В клуб Ганси пошел напрямик, минуя извилины дороги. Когда он добрался до вершины холма, на котором было построено здание, сердце стучало, дыхание стало коротким и частым. Мальчик без труда проник в парк. Вдоль фасада здания шагает часовой. При виде Ганси он хмурит брови. Это невысокого роста коренастый блондин с острым подбородком, глубоко сидящими глазами. Война прогнала этого парня, бывшего батрака на ферме, через несколько стран, но другие, новые горизонты не заслонили для него родную деревню. Все, что он узнал, и увидел, скользнуло по нему, не оставив следов так же, как ни одно чужое слово не смогло удержаться в его памяти. То, чего хочет мальчишка, пытающийся сказать что-то по-английски, интересует его так же мало, как и любой поступок местных жителей. У него есть обязанность: стоять на часах.

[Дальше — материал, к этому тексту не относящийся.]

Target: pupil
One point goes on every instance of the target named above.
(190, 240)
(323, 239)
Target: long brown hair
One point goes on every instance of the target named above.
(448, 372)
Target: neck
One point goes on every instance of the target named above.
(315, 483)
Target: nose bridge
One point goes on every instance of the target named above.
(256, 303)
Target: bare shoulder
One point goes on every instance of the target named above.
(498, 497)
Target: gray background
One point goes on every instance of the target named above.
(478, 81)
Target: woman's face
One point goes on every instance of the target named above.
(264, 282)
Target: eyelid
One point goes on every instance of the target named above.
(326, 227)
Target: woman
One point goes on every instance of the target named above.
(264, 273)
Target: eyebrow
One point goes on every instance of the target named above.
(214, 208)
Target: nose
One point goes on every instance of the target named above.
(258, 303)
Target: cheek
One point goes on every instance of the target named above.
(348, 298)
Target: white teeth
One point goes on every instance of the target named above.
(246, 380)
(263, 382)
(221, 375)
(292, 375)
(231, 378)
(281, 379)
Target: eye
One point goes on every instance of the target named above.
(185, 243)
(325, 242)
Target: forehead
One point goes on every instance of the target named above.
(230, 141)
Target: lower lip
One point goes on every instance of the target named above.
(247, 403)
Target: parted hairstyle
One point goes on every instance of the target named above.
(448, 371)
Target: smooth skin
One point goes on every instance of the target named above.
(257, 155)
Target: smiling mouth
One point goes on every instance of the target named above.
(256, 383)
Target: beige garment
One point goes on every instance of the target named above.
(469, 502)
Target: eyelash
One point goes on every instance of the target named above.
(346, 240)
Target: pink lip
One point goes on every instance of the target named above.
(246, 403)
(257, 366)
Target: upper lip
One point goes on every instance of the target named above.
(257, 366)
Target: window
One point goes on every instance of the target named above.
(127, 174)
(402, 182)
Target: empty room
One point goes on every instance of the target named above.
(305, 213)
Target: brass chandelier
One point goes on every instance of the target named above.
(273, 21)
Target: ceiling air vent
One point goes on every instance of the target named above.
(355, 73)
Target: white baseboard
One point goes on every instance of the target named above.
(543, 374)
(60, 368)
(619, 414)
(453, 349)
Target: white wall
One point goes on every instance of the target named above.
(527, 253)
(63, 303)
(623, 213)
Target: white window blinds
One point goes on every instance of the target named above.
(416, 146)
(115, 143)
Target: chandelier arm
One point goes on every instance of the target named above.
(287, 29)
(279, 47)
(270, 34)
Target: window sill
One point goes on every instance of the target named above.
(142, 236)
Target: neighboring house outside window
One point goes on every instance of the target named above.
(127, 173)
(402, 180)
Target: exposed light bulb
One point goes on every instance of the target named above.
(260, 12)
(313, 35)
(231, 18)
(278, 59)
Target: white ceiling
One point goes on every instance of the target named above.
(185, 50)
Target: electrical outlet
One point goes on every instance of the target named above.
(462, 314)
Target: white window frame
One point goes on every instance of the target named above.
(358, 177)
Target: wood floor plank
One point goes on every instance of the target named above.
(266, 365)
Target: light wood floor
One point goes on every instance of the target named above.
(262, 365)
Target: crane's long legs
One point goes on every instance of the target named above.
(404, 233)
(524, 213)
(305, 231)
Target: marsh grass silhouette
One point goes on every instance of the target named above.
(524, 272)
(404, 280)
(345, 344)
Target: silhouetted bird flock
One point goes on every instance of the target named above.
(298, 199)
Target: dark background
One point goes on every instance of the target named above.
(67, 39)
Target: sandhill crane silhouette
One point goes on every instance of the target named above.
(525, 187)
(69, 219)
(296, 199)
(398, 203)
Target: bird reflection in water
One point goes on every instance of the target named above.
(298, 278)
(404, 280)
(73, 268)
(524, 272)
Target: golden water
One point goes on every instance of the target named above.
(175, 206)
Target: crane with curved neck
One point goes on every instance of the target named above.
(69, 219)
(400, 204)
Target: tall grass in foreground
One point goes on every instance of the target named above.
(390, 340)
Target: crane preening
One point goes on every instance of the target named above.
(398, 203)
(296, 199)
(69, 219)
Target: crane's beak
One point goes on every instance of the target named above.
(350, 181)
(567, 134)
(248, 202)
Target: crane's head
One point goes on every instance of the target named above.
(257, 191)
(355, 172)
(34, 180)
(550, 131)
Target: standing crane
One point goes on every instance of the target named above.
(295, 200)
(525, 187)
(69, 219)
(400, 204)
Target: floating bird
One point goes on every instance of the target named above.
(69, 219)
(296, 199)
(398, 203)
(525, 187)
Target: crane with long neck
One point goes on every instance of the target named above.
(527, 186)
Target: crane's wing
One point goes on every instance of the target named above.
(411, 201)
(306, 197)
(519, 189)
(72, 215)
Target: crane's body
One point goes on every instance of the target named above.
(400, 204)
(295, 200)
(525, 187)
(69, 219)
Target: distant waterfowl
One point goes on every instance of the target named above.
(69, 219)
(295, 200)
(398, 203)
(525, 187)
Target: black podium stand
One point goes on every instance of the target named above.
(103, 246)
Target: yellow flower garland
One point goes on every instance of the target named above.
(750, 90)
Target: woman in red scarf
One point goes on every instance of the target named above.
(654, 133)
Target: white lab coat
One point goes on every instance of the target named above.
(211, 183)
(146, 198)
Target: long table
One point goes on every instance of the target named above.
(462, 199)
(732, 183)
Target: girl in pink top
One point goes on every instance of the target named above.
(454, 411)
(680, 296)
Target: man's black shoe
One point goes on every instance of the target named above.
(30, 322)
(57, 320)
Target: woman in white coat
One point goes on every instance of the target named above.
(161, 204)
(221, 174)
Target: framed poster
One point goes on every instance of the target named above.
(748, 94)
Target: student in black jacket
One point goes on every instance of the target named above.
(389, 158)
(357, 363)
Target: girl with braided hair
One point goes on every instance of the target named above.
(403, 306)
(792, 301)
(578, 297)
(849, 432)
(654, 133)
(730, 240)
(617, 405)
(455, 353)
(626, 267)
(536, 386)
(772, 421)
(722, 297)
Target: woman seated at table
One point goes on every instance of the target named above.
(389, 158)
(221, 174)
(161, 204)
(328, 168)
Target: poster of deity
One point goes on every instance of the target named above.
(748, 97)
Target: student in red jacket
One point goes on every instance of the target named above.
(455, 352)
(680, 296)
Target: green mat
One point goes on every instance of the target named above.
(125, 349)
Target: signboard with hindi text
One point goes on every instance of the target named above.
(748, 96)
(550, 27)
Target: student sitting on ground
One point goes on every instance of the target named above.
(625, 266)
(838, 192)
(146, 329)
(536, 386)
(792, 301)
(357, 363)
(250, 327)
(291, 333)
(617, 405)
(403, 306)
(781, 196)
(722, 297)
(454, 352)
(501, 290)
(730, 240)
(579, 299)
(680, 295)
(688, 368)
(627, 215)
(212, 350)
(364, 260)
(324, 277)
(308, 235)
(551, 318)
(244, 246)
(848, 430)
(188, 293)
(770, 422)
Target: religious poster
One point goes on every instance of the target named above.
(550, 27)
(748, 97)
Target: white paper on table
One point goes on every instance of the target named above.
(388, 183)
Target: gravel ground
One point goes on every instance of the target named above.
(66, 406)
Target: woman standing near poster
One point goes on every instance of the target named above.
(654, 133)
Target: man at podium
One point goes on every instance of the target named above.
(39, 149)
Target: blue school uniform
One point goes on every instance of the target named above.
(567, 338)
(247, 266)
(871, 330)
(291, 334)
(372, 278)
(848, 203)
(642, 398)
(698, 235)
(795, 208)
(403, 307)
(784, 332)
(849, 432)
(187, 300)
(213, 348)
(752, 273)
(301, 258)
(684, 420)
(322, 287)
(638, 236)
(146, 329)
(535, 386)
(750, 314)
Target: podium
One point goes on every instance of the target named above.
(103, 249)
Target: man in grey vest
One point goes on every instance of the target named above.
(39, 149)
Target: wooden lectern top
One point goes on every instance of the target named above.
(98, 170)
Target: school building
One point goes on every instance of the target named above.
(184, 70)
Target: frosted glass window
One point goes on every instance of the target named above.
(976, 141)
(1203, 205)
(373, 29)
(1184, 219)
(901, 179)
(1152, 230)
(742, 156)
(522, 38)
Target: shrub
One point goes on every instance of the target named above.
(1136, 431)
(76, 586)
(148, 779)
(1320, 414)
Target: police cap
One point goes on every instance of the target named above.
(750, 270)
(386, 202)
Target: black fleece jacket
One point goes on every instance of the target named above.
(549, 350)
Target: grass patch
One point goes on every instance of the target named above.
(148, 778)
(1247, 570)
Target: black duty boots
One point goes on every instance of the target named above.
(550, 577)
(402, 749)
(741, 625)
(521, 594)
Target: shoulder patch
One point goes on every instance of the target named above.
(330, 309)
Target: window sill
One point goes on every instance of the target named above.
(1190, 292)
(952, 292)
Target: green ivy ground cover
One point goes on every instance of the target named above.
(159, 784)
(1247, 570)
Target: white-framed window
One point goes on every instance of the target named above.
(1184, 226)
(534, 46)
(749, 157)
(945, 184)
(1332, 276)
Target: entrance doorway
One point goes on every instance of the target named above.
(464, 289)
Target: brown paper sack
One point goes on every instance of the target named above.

Он выполняет ее добросовестно и не позволит себя одурачить. Господ американских офицеров нельзя беспокоить. И категорическим жестом он отстраняет беспокойного мальчишку. Ганси, может быть, не так упрям, как его противник, но уж во всяком случае хитрее его. Не настаивая, он обходит вокруг дома и останавливается, заглядывая в окно.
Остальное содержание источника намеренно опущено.